Episode 003 – Intro to Asio

This episode will provide a quick introduction to the Asio library and a small amount of asynchronous programming in general. Future episodes will continue this work by introducing additional libraries and talking to actual web services. For now we’ll start by building a small app that resolves hostnames into IP addresses. The gflags and glog libraries will provide some helpful infrastructure to get things started. Take a look at Episode 002 to refresh your memory of how they work.

Asio’s fundamental component is the io_service class. This class provides an execution context to run all of the library’s asynchronous operations. The easiest way to understand io_service is to look at io_service::post(). Calling this method will push a function (a closure really) for execution when the io_service gets around to running it. It will sit enqueued until the next time the io_service object finds itself inside one of the run() or poll methods. Once it reaches the head of the queue, it will get popped, executed and destroyed.

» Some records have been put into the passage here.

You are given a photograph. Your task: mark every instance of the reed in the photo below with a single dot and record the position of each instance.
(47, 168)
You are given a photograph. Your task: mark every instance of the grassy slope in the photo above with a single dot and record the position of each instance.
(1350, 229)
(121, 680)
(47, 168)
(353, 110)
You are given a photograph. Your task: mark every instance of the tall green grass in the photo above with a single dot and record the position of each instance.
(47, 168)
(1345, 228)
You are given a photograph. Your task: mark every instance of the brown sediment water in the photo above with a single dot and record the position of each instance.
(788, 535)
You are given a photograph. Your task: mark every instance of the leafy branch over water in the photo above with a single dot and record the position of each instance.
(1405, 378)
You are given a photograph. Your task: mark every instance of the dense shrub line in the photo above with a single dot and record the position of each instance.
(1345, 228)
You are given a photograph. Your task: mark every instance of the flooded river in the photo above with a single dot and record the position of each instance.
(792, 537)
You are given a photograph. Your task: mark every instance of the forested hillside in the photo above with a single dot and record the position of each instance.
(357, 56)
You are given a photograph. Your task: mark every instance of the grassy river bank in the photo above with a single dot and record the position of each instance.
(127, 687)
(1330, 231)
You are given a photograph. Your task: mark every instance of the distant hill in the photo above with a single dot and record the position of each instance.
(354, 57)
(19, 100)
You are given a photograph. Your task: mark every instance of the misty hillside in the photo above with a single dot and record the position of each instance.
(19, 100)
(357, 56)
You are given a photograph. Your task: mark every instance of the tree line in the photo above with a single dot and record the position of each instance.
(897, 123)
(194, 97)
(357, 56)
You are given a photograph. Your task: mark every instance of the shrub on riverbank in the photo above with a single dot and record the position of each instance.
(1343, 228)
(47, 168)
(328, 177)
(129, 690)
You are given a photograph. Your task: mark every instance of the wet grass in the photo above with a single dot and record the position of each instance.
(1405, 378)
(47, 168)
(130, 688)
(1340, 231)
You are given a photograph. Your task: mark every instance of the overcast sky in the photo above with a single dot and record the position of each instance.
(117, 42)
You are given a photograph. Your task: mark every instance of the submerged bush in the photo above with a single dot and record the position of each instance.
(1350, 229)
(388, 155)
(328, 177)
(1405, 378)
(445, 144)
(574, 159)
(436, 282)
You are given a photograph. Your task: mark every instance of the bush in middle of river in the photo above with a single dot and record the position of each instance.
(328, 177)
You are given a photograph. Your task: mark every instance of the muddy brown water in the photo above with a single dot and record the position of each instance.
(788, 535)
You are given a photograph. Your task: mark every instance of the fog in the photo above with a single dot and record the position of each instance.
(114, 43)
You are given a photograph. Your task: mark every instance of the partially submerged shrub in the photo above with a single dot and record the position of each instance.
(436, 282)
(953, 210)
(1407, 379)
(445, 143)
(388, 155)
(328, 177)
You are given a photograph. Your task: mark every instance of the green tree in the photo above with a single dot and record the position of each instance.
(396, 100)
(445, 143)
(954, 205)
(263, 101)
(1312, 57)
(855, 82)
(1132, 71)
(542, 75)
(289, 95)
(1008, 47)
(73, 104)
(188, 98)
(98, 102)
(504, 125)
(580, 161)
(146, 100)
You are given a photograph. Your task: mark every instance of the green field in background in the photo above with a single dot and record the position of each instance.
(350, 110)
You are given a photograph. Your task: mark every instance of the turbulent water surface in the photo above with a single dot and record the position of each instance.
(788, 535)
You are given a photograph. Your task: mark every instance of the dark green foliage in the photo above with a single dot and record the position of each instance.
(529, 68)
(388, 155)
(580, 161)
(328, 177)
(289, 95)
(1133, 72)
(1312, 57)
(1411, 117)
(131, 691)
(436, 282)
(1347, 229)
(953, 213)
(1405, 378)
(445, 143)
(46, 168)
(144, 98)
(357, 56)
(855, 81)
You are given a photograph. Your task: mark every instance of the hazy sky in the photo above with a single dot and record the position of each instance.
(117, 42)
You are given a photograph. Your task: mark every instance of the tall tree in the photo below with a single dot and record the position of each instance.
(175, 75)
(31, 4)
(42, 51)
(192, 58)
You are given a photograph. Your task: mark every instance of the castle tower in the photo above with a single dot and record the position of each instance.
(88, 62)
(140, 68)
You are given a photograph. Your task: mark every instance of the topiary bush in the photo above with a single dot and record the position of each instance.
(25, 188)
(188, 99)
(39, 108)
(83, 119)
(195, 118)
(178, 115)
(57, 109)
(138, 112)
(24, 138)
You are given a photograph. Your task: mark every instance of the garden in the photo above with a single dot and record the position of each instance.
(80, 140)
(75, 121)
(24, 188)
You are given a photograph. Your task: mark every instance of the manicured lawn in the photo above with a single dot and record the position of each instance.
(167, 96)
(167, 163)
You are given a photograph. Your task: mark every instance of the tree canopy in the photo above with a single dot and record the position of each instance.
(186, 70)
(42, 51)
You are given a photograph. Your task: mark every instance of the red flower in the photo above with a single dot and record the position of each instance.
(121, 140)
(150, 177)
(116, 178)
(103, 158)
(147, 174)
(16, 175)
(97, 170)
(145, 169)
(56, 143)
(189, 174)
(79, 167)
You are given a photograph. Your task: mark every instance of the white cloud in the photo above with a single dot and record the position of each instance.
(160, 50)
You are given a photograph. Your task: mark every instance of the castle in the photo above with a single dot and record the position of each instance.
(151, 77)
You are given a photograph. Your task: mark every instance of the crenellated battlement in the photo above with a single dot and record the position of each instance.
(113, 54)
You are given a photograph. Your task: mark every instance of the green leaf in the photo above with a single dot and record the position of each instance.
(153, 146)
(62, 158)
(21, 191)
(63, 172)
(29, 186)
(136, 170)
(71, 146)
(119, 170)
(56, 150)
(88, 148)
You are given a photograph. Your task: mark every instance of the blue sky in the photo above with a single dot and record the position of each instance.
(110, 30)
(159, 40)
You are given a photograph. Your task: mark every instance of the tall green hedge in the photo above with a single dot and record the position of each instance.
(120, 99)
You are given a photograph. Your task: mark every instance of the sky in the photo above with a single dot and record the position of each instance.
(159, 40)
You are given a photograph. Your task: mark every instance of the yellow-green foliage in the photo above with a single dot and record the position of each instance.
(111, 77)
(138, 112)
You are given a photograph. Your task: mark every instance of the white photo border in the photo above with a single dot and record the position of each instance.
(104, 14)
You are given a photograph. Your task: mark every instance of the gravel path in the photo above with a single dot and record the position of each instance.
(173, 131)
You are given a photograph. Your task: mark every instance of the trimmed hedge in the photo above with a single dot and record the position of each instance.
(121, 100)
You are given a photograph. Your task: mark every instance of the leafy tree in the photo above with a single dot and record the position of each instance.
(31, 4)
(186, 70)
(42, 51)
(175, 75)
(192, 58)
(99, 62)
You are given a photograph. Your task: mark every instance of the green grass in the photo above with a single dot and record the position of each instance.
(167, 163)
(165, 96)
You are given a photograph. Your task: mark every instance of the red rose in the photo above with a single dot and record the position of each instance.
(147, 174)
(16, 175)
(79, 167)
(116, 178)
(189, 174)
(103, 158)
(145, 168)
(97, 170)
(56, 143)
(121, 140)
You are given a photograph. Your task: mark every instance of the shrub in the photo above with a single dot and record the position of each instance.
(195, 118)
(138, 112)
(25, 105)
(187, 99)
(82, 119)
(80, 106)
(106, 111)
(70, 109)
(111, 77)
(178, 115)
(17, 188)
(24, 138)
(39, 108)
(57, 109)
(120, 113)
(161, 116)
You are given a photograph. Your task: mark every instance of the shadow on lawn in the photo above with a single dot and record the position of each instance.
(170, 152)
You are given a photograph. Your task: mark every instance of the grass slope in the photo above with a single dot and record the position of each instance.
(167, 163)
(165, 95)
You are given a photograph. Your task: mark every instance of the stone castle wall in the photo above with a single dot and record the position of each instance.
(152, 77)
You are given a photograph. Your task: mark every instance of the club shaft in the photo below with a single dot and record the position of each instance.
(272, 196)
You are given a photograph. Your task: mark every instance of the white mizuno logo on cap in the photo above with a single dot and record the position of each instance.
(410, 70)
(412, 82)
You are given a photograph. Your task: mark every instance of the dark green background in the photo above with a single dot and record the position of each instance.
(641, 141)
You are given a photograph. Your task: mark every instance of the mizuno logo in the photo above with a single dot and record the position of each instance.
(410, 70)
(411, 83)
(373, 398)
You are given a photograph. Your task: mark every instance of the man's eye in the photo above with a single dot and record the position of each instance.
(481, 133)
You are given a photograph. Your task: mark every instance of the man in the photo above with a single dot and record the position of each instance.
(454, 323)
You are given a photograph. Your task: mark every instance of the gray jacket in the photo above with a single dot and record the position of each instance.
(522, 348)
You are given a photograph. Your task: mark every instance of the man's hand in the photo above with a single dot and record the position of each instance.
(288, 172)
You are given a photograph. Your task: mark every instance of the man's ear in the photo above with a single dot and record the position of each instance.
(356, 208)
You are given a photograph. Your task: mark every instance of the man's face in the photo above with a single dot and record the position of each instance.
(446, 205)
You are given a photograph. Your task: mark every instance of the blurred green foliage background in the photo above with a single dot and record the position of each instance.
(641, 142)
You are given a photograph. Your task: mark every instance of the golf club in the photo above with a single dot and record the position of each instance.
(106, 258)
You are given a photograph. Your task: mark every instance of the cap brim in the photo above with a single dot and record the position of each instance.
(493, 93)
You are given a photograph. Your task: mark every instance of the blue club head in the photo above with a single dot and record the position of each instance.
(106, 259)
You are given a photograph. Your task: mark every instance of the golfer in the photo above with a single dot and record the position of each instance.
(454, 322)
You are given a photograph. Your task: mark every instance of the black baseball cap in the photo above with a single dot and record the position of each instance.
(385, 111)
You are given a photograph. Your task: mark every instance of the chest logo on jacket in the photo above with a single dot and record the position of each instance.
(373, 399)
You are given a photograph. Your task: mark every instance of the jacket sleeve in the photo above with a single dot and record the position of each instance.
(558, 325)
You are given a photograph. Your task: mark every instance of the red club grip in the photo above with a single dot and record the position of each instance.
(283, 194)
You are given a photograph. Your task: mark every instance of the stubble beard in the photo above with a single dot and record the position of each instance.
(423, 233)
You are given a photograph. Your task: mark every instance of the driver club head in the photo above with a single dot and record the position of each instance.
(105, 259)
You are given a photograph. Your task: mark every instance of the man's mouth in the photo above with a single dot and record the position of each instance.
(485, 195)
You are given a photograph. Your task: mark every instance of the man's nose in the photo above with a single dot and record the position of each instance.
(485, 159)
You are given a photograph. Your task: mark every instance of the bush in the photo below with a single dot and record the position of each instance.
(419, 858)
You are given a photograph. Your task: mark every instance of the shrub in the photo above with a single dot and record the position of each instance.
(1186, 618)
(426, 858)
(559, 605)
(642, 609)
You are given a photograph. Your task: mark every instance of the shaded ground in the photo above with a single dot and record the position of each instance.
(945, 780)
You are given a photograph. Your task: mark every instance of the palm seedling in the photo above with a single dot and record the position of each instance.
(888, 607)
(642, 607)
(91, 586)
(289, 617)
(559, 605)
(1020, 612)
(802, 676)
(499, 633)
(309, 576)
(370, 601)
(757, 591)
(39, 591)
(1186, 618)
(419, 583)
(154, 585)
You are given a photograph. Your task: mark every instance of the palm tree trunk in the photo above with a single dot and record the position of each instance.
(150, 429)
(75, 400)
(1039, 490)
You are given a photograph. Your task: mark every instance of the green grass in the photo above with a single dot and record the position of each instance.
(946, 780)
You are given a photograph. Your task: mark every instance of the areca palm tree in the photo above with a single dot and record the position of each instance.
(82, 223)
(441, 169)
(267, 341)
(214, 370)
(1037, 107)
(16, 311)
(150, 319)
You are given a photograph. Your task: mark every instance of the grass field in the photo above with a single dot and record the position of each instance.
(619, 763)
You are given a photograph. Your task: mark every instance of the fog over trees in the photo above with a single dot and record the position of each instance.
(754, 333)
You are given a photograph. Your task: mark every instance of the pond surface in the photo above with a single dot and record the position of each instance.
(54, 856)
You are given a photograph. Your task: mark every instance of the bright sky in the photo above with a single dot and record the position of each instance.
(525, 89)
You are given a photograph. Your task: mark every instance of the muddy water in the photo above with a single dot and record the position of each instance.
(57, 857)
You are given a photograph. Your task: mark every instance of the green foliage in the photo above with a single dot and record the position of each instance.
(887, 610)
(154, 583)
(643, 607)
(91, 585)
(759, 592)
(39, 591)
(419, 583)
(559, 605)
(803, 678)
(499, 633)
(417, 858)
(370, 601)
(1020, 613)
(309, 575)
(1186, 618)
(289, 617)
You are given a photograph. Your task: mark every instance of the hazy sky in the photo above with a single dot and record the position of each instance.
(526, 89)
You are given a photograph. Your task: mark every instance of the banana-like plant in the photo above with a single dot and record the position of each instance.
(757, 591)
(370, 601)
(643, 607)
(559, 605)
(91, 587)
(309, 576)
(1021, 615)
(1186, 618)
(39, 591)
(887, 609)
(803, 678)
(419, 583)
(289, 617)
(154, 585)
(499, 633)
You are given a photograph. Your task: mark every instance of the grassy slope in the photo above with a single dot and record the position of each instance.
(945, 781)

int main(int argc, char* argv[]) {
    asio::io_service io_service;
    io_service.post([]() {
            std::cout << "Running async method" << std::endl;
        });
    io_service.run();
    return 0;
}

This is exactly how the completion handler argument of all the Asio classes’ async_ methods work. Typically one or more threads will create Asio objects that take an io_service in their constructor and one thread will call io_service::run(). An async operation is initiated by a method call that accepts a completion handler (ex: async_resolve) on one of these objects. Since the Asio objects all retain a reference to the io_service, once the async operation completes they will use the reference to queue their completion handler for execution.

We can see how this works in practice using the Asio basic_resolver class. Consider the case of a web crawler which retrieves a domain’s web pages for some back end process to index, analyze or archive. Before any pages can actually be fetched, the crawler must first resolve that domain name into an IP address. The Asio examples always show a synchronous call to resolve(), so we’ll improve upon that by going full async.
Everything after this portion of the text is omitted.